Keeping in Balance

Purpose: Use the concepts of torque to determine the mass of an unknown object.

Discussion: Torque is a force that causes a body to rotate. Similar to the the idea that a NET force causes and object to accelerate in a straight line a NET torque causes a body to rotate about an axis. The main difference between torque and force is that WHERE you place the force becomes important and the distance to the rotational axis is known as the lever arm.

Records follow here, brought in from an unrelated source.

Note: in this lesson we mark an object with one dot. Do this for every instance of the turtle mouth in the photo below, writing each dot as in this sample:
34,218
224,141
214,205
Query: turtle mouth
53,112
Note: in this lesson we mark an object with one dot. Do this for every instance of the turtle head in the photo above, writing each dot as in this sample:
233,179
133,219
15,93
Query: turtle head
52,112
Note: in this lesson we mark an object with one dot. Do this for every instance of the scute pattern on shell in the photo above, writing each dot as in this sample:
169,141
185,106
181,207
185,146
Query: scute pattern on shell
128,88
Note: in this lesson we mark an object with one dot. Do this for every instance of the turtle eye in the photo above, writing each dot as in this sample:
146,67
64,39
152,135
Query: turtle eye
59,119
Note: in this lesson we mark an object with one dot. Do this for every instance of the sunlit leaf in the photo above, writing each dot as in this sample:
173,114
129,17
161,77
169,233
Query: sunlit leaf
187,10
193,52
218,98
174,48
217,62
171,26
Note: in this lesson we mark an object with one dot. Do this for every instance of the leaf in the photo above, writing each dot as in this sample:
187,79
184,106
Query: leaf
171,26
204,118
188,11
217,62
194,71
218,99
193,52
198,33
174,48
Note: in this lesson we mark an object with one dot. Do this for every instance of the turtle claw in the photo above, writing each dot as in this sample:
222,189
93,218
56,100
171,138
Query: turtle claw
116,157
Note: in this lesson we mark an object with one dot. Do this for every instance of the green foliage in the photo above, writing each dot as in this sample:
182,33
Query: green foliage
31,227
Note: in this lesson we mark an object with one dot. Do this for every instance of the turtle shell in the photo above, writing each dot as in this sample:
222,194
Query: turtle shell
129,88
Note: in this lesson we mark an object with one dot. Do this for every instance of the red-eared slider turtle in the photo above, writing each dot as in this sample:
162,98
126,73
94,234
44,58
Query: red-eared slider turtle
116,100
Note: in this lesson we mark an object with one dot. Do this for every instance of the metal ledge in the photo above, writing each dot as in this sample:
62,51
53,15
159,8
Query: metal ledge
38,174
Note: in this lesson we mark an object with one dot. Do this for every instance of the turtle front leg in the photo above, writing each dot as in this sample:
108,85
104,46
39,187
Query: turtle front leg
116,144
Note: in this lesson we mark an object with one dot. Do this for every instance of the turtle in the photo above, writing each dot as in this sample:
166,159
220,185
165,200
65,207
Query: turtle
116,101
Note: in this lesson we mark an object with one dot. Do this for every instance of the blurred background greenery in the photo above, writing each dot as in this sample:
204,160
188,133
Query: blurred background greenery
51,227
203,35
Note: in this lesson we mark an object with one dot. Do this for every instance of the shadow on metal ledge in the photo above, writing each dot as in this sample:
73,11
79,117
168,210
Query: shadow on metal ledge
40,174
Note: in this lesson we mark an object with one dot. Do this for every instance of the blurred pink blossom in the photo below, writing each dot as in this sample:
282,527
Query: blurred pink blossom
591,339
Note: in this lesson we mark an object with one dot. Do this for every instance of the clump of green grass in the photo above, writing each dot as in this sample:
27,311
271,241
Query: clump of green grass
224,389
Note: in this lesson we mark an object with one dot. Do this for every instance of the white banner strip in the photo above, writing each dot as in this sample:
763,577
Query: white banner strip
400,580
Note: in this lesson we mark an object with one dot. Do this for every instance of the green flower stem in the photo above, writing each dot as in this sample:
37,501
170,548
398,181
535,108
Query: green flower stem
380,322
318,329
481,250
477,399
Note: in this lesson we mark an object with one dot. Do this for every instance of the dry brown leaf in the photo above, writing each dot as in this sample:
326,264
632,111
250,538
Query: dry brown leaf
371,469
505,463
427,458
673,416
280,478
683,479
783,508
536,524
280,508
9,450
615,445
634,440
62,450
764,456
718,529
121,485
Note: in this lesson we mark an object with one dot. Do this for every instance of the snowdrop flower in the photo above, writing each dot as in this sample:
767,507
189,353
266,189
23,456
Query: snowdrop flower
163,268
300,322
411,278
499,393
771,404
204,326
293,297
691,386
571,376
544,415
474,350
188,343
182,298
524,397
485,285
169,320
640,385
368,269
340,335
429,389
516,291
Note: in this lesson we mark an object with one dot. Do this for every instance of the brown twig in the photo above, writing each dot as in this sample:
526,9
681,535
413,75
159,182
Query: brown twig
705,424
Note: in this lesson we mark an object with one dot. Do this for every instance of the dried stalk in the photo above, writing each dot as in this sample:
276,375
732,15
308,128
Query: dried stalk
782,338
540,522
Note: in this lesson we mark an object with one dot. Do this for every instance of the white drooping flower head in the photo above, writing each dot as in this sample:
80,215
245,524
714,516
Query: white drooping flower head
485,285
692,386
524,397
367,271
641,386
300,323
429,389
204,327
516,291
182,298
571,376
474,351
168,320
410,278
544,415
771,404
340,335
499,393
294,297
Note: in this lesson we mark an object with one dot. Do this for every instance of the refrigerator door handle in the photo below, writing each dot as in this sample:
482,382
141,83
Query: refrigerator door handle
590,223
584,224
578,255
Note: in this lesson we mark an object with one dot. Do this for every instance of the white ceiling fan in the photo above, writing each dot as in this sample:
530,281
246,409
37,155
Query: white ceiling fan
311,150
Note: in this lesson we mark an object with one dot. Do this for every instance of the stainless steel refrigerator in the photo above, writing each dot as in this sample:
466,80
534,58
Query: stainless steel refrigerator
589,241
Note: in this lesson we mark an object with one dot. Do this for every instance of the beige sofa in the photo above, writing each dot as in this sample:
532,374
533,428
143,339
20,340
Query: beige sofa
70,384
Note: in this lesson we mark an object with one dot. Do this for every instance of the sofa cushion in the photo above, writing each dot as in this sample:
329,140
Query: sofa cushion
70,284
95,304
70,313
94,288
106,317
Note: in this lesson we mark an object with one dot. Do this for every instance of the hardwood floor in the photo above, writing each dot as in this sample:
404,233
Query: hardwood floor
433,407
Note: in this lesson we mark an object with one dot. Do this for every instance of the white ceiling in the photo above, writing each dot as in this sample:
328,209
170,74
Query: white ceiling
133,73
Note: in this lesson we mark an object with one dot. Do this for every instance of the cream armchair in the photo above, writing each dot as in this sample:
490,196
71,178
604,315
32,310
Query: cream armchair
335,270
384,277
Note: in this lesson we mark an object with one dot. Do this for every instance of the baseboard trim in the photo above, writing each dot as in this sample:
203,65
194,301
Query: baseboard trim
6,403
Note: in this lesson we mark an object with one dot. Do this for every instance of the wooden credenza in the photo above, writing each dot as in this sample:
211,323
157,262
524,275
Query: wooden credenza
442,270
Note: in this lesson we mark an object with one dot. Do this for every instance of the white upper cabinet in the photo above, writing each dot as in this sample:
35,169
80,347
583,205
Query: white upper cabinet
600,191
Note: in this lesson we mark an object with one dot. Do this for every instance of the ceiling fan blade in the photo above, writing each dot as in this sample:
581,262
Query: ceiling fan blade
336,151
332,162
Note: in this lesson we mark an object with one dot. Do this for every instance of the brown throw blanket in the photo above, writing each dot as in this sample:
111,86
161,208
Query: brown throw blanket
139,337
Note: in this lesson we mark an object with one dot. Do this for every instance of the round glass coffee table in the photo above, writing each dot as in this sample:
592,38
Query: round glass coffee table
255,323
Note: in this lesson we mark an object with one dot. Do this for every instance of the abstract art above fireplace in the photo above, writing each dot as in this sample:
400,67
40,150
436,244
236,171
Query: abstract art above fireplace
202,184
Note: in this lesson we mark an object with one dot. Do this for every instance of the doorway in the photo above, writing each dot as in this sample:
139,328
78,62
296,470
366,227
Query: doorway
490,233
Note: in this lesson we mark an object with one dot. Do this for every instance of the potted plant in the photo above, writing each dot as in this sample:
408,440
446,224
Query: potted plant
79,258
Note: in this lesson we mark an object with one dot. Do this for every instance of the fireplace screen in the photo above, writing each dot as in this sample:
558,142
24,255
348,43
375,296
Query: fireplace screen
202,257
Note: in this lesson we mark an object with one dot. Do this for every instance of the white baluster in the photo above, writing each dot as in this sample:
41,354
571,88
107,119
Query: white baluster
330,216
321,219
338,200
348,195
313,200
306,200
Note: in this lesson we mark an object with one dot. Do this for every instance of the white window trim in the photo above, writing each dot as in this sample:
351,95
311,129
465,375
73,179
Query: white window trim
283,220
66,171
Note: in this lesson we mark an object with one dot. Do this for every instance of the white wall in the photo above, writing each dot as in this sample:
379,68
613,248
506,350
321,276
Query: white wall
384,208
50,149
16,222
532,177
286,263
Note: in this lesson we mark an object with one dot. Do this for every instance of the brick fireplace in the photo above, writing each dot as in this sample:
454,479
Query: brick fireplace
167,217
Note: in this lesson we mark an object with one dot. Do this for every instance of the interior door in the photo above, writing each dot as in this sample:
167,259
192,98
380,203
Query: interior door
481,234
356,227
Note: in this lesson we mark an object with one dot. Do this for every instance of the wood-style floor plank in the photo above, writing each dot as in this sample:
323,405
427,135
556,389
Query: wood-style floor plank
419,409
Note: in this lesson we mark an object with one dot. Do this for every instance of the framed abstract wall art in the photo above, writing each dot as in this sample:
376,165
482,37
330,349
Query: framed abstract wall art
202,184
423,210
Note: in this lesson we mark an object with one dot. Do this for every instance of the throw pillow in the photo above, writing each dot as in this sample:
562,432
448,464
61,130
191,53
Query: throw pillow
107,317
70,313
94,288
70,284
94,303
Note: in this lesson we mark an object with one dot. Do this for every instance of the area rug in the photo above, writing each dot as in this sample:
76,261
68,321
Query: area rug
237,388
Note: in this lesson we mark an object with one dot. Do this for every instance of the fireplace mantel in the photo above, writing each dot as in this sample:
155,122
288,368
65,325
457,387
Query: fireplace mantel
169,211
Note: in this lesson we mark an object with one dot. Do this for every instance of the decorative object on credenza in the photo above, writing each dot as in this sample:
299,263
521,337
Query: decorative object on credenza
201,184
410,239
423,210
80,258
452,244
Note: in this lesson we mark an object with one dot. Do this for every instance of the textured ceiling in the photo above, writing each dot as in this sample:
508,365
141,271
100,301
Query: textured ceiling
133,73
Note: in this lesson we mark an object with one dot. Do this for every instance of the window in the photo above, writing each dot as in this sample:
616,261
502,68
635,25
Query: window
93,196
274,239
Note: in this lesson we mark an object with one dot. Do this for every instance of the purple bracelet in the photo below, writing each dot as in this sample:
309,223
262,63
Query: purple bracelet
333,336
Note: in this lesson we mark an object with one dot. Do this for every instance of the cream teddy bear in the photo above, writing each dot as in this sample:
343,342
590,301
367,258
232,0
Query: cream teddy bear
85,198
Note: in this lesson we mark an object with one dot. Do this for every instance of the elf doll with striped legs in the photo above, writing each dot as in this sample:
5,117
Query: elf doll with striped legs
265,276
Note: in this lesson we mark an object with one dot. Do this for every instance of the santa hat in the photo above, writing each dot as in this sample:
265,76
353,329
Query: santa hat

Hypothesis: To cause a body to rotate, there must be a ______________ applied at a _________________ from the rotational axis. The bigger/smaller the force and the bigger/smaller the lever arm, the more torque there will be causing the object to move into equilibrium/nonequilibrium. The mass of an unknown object can therefore be determined by balancing a meterstick and calculating the equal ______________.

Materials:

Procedure:

Part I--

  1. Balance the meterstick horizontally with nothing hanging from it. (Hopefully this is at th 50 cm mark)
  2. Using the slider, attach an unknown mass at the 90-cm mark of the meterstick. Place a known mass on the other side to balance the meterstick. Record the mass and position of both the known and known masses used to balance the meterstick.
  3. Calculate your lever arm for both objects. (The distance from the fulcrum to the object)
  4. Calculate the torque for the known mass.
  5. Set the unknown mass' torque equal to the known mass' torque and determine the mass of the unknown object.
  6. Measure the mass of the unknown object and record.
  7. Calculate your percent relative error.

Part II--

  1. Place the fulcrum exactly on the 85-cm mark. Balance the meterstick using a single mass hung between the 85-cm and 100-cm marks. Record the mass used and position.
  2. Draw a Free Body Diagram of your meterstick system. (Remember that the mass of the meterstick acts at it's center). Label the fulcrum and forces. Show the lever arms and write in the distances. (Remember this should be from the pivot point NOT the 50 cm mark)
  3. Calculate the two torques for the forces in your diagram.
  4. Determine the mass of the meter stick by setting your torques equal to each other (since it is not spinning)
  5. Mass your meter stick and record.
  6. Calculate your percent relative error.

DATA:

Part I:

known mass: ____ kg, lever arm for known mass: _______ m

distance from fulcrum to unknown mass ________ m

Torque of known mass (5 -steps) Mass of unknown (5 -steps)
. .

Actual mass of unknown object _____ kg

% relative error: (Show calc:) __________

Part II

mass ______ kg, lever arm for known mass: _______ m

lever arm for meter stick's center of mass: _________ m

Drawing showing F's and fulcrum and lever arms.
Torque of known mass (5 -steps) Mass of meterstick (5 -steps)
. .

Actual mass of meterstick: _________ kg

% relative error: (Show calculation):

Questions:

  1. Where is the mas of the meterstick effectively located?
  2. How does lever arm affect torque?
  3. How does the mass hanging affect torque?
  4. How would a mass hanging at the fulcrum affect the torque on the meterstick?